A friend's Facebook post: [paraphrase] "This scriptural study of Job was a good reminder ..."
Whatever the strawman around which you want to wrap a personal reflection, it's your wrapping around it in which the benefit lies, not the strawman. Whether you take a moment of intentional analysis of one of the universal conflicts of the human condition using the Bible, Marcus Aurelius' Meditations, an episode of Sex In The City, or a scholarly article by a clinical psychologist, your throw your life experience and natural attitude up against some idea or principle and compare and contrast, judge, butt and rebut, accept and deny and so forth. It's particularly useful when there's another thoughtful member in the room making it a threesome (you, them, and the literature) or three or more (with diminishing returns).
An open dialogue with the expectation that you will come away from the encounter with a better understanding, able to understand and incorporate a heftier hunk of some small part of the universal whole.
I've come to believe that it's sometimes useful to deconstruct the universal principles of human existence to appreciate in explicit detail the nuance of any given circumstance, and later reconnect it to the singular octopus, to remember that for certain, it really always abuts the oneness of all.

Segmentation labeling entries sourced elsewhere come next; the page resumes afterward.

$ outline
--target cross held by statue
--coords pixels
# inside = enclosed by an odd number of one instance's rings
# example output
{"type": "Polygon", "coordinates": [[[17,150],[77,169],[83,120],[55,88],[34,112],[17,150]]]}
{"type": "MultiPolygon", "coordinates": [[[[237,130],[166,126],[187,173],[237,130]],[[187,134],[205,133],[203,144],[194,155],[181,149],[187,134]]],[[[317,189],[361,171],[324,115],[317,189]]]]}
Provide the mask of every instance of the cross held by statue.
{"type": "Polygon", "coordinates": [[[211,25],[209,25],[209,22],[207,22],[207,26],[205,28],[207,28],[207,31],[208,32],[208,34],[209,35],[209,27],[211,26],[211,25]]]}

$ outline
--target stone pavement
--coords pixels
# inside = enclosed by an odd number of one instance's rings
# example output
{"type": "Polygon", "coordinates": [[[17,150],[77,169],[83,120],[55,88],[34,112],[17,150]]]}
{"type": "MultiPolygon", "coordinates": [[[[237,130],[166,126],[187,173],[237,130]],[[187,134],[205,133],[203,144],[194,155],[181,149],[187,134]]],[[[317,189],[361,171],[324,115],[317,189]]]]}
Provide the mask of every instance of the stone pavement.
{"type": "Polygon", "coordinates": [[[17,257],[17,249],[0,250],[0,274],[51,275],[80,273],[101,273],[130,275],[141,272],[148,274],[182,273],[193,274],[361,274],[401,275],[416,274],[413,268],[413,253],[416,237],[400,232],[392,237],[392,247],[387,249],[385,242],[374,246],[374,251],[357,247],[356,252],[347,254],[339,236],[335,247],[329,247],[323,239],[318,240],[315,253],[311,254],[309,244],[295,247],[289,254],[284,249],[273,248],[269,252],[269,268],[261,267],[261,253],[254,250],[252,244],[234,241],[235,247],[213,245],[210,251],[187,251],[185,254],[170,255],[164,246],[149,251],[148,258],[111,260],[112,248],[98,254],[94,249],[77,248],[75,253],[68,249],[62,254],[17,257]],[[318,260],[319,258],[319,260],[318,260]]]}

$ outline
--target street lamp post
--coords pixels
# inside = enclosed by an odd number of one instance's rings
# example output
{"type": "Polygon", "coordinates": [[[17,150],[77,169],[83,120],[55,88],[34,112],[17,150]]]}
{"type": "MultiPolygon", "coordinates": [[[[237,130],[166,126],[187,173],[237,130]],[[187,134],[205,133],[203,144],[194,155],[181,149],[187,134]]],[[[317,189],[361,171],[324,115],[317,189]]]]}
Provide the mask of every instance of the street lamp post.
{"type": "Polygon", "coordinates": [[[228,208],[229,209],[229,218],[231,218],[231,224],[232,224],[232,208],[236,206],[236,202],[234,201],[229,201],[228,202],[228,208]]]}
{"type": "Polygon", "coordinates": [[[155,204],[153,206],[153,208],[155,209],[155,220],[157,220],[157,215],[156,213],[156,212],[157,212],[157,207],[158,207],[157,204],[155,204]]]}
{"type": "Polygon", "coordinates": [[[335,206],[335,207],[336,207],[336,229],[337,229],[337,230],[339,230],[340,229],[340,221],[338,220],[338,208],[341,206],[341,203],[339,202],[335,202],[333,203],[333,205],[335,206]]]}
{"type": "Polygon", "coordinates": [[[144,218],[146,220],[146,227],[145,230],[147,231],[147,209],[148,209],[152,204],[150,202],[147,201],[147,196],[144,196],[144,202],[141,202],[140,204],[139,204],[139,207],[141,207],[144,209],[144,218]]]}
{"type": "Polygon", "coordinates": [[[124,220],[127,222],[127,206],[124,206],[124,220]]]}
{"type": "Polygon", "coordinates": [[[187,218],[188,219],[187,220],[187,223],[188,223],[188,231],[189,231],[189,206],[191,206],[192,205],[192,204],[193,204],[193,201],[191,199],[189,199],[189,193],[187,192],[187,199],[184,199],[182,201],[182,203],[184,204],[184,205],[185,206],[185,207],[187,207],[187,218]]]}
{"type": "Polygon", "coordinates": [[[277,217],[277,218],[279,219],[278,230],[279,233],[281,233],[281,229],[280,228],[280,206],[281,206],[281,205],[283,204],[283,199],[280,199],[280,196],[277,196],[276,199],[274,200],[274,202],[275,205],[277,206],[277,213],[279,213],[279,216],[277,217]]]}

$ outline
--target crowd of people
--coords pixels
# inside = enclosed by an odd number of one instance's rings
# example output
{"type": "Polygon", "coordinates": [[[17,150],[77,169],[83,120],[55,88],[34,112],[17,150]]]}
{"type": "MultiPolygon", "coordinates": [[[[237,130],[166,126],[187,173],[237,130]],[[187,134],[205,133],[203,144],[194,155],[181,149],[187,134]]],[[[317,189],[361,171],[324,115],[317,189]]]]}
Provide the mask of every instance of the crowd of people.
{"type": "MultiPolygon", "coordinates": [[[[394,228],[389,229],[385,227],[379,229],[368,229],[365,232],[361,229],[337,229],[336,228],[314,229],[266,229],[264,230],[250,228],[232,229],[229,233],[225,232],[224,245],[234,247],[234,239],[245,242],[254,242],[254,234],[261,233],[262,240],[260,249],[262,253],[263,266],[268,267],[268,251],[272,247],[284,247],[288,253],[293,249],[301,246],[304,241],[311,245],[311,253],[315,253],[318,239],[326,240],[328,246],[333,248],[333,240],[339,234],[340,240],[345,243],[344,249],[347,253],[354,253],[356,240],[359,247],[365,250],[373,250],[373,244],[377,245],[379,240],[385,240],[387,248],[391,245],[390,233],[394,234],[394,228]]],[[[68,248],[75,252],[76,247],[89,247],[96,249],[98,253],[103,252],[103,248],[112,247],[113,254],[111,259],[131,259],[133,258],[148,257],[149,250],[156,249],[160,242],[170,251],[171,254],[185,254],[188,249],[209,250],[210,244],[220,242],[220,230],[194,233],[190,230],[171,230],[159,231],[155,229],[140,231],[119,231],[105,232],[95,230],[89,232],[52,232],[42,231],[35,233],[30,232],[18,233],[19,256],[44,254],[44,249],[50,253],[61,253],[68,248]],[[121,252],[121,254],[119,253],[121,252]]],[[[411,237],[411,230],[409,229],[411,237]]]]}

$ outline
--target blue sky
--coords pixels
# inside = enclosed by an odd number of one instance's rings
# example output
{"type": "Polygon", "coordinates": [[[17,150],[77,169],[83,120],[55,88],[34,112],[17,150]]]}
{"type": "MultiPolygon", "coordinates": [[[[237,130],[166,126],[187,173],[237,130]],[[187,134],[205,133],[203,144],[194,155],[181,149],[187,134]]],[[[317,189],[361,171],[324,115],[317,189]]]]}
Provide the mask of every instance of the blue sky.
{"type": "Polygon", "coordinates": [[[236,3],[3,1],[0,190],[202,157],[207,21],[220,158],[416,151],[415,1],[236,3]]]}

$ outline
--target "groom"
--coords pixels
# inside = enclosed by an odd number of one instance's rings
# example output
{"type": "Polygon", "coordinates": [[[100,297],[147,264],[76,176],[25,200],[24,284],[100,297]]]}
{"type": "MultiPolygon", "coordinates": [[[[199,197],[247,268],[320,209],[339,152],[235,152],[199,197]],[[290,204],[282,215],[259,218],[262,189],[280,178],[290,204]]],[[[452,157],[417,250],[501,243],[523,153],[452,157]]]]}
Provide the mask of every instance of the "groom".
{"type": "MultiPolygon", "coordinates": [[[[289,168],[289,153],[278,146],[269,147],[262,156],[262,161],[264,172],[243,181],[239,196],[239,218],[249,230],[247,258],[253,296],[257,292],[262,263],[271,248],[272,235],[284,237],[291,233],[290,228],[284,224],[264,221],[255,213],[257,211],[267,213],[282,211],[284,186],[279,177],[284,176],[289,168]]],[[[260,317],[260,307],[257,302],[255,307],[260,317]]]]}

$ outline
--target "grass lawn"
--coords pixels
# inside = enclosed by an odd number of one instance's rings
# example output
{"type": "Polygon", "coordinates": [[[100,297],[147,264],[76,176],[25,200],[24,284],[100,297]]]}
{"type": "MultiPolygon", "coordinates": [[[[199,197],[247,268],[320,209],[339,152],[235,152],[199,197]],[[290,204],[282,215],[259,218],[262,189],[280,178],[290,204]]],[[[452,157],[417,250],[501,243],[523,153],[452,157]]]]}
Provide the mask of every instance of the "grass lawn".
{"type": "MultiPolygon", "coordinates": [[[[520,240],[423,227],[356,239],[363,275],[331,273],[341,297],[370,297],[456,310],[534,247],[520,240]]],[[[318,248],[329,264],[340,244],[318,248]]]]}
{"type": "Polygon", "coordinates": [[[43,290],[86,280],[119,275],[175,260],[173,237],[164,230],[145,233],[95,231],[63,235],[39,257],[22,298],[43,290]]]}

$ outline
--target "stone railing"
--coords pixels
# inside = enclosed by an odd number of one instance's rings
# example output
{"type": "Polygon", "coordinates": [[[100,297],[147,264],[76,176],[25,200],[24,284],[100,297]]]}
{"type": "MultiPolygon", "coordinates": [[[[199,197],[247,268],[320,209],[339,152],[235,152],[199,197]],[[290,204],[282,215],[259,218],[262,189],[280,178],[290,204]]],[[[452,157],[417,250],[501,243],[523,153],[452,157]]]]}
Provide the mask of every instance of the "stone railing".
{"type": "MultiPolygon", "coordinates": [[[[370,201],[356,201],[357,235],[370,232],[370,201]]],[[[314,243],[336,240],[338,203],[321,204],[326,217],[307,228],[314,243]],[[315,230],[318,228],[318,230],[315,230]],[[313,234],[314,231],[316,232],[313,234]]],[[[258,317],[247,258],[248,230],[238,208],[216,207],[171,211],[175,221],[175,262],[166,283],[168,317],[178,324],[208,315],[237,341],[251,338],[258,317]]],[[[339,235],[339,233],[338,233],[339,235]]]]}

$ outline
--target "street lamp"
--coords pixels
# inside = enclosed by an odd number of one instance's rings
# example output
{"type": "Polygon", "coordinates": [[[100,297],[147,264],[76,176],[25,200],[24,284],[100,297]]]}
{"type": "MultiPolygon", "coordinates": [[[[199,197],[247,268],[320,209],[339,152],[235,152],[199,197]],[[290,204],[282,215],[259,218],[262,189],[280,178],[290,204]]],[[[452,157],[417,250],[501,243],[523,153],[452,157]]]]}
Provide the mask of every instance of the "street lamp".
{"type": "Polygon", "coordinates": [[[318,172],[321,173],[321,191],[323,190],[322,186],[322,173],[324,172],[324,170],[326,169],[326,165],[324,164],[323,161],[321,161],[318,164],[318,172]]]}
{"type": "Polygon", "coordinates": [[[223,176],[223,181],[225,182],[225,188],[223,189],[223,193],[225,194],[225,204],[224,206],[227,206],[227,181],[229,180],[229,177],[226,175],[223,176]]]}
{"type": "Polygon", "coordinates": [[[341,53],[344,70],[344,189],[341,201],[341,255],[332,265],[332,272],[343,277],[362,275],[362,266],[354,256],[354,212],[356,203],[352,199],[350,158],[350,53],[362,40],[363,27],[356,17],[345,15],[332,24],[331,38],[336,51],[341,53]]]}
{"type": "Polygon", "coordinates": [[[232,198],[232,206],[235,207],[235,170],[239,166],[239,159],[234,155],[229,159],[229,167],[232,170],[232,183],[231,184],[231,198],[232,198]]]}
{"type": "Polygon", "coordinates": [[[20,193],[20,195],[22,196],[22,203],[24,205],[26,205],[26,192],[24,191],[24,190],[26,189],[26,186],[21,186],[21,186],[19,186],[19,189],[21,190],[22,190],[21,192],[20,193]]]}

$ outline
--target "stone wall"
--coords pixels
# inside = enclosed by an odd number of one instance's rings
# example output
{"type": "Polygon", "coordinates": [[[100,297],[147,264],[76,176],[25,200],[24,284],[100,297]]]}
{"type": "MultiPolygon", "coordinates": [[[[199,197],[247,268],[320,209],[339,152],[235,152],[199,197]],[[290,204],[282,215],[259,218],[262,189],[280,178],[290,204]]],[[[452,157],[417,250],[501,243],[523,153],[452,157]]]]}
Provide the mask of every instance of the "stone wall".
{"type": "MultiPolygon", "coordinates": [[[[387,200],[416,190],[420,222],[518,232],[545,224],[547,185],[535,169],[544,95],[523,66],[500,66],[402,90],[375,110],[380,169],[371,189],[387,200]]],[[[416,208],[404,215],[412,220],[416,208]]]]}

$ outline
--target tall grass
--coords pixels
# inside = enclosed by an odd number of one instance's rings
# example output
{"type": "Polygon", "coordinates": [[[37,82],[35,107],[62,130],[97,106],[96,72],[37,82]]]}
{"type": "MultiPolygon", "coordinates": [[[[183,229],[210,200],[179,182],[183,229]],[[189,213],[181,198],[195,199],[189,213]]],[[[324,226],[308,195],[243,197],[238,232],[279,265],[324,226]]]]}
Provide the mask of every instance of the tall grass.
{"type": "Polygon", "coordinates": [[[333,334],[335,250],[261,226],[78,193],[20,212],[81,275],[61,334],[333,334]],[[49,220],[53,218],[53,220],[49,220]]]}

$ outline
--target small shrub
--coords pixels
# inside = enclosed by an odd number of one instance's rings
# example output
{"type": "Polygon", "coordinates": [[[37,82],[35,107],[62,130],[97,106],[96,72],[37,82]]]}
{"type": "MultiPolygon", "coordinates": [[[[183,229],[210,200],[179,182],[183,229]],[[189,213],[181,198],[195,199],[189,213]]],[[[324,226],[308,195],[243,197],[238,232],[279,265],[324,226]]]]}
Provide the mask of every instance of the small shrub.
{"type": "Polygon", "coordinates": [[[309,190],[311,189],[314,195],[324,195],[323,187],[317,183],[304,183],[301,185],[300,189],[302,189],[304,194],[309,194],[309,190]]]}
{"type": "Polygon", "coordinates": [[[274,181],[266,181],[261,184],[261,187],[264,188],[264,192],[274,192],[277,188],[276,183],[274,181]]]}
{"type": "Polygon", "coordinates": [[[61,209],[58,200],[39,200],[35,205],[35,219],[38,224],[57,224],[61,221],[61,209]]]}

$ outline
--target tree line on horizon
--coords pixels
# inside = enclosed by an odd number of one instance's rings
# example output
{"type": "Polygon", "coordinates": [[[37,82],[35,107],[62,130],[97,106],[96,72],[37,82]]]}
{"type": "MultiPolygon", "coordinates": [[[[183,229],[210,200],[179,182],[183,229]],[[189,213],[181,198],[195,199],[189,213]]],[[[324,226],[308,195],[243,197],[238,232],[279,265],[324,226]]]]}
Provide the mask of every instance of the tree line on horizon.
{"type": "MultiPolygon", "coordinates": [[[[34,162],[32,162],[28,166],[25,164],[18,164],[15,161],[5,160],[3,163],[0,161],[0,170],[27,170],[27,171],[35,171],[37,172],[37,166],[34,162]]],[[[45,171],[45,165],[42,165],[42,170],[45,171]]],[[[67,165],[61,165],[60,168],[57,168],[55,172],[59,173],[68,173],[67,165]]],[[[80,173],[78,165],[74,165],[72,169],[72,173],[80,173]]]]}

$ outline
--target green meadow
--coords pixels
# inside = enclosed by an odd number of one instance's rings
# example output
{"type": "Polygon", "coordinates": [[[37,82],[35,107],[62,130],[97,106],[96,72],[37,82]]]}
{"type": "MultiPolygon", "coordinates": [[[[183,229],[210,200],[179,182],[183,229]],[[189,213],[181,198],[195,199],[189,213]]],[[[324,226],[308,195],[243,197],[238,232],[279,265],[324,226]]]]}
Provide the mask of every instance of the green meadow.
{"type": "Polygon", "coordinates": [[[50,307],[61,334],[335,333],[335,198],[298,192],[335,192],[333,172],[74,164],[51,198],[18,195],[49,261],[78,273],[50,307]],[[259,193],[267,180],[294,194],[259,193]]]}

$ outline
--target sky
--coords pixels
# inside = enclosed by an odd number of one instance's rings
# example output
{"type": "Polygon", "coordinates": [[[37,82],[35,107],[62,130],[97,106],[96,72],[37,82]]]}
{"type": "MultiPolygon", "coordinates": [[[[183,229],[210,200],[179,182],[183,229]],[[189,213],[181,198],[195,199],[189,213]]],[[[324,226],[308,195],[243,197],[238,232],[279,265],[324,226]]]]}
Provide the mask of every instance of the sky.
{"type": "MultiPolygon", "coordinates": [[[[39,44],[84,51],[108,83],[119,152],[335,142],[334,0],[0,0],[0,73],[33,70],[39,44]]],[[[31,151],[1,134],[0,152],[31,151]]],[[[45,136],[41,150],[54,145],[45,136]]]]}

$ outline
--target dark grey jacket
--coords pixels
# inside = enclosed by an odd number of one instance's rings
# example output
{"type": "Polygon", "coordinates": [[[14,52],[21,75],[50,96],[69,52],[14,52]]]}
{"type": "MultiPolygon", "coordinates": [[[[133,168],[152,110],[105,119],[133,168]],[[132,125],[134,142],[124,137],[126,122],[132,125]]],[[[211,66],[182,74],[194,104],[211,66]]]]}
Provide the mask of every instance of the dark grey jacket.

About the strawmen: for any individual, different strawmen may be more accessible (a literal minded person may struggle with something spiritual or metaphorical, a Christian may find their history with scripture richer), but it's also a great exercise in expanding our perspective by branching out to less natural strawmen. For a scientist to spend more time with a piece of literature to explore selflessness and altruism, or an acolyte to dissect the implications of kin selection in evolutionary psychology to explore how "goodness" can be baked into the human psyche through the invisible hand of our genetic drive to replicate itself. Either way, it's in the ping-pong of ideas that we grow.